# Need help getting started



## sticky28 (Aug 2, 2015)

Me and my 14 yr old son are gonna try our hand at bow fishing. We dug up an old compound bow and put a reel eat on there with a zebco 808 and 50# mono. We have a 1542 jon with a 15hp, the harbor frieght 2 cycle generator and some halogen lights. We know the flint from baconton to vada pretty well and also lake seminole, so they will probably be the target areas.

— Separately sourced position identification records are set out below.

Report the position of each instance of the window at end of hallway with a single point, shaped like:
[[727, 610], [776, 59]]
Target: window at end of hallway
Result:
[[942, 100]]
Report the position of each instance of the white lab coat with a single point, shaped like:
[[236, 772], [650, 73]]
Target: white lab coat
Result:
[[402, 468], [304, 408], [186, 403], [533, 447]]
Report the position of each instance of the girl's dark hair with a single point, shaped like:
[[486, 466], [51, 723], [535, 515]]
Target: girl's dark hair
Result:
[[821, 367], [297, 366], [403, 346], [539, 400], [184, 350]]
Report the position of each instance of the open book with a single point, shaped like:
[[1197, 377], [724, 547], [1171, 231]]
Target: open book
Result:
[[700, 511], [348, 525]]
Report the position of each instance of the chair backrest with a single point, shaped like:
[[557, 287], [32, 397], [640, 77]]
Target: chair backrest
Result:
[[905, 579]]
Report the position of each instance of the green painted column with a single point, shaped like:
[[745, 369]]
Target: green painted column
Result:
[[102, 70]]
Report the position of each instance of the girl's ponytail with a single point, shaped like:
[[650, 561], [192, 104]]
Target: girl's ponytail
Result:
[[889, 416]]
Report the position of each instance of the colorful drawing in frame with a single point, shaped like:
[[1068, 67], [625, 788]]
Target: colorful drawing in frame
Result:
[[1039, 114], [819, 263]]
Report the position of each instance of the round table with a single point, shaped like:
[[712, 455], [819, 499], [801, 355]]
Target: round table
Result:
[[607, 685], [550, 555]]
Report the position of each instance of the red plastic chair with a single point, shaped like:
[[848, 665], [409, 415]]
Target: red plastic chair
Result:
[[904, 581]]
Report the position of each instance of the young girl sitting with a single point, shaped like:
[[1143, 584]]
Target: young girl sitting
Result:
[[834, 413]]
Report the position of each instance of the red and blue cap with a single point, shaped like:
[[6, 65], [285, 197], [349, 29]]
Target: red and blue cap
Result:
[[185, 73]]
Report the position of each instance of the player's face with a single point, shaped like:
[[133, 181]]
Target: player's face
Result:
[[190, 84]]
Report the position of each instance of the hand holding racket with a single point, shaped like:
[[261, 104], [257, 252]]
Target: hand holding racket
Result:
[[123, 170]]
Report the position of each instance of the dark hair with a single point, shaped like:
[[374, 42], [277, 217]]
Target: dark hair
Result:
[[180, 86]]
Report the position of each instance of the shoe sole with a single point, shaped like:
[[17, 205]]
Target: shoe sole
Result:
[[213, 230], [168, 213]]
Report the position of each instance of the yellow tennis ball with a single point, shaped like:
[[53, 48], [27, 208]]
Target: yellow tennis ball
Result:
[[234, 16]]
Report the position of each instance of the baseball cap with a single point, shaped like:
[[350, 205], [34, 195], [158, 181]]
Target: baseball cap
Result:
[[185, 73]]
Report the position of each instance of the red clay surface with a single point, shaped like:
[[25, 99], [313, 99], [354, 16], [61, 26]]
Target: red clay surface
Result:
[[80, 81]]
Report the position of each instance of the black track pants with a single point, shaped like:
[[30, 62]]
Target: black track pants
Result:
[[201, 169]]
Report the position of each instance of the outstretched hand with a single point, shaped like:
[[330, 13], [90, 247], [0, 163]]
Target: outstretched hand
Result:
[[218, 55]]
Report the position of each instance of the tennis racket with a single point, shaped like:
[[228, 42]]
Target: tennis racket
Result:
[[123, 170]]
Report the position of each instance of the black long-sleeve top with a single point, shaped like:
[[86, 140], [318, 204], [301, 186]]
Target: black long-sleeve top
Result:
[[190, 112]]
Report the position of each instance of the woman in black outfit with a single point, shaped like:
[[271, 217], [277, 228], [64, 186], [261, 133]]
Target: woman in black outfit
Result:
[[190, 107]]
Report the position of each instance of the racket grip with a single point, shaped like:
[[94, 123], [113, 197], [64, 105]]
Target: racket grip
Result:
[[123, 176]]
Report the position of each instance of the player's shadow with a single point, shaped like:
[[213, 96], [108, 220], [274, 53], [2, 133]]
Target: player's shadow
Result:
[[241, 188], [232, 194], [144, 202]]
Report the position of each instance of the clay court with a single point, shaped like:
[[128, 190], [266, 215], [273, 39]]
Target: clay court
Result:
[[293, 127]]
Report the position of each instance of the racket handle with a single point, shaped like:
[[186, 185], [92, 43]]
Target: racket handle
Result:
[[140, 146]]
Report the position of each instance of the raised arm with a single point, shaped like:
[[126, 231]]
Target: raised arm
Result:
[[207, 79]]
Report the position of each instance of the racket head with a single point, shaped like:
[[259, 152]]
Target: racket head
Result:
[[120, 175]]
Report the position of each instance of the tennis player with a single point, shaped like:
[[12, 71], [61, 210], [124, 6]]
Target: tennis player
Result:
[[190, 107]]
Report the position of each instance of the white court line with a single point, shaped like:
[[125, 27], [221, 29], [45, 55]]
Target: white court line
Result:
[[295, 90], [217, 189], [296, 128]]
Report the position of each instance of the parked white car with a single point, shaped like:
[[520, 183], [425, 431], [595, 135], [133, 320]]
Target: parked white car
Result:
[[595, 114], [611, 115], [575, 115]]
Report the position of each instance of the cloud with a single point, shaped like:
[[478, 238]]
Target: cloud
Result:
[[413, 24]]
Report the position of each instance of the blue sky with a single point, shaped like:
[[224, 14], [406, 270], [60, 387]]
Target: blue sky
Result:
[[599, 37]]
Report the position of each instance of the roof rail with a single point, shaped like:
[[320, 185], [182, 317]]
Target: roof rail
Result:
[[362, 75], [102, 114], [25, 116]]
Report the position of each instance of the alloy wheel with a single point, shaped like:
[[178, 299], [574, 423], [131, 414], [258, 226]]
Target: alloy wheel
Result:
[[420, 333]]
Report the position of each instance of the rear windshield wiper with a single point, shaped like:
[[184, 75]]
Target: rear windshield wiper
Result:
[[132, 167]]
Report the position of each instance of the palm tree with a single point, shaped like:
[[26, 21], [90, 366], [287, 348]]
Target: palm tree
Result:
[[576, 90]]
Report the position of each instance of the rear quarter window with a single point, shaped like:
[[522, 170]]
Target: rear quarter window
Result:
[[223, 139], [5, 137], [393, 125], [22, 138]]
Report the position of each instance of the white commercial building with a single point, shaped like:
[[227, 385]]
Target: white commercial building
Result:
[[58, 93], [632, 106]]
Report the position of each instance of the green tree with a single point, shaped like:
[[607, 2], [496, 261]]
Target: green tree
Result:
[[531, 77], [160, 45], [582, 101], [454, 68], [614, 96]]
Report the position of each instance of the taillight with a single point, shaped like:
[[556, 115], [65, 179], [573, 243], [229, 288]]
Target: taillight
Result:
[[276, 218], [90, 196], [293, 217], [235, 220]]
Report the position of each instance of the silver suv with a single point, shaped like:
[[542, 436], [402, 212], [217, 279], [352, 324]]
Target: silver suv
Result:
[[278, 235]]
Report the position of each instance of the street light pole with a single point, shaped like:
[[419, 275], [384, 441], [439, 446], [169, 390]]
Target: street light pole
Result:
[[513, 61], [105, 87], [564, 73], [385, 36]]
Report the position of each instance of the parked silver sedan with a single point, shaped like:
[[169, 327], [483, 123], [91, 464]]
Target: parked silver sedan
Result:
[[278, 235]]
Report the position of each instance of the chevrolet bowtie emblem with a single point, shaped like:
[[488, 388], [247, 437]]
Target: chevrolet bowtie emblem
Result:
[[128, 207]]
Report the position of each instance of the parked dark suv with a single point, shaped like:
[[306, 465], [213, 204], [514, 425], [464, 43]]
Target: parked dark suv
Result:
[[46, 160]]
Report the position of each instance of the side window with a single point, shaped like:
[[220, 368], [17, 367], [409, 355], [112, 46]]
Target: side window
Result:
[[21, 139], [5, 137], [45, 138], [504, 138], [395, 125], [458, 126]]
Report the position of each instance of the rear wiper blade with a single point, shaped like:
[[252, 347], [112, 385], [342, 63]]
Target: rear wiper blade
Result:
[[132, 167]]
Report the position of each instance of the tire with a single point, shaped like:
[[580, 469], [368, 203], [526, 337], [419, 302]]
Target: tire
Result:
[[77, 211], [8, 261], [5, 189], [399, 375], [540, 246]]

My questions are what are the regs for bow fishing and i read somewhere lake seminole and flint maybe off limits.?
What about mullet and catfish? Or is it just "trash fish".  And what do u do with trash fish that u can't eat?


----------



## joey1919 (Aug 2, 2015)

Check the regs, not sure why those areas would be off limits. As far as fish whatever you do please don't dump them at the boat ramp or any other public place. Pretty sure catfish are off limits in that area


----------



## markland (Aug 3, 2015)

Don't use mono or dacron line for bowfishing, that 50# line is not strong enough and both mono and dacron have too much stretch to them and will not be as safe to use a fast flite or spectra line.  Get some spectra line in the 100-200# range or Brownell FF line in 200# and you will be good to go.  Good luck


----------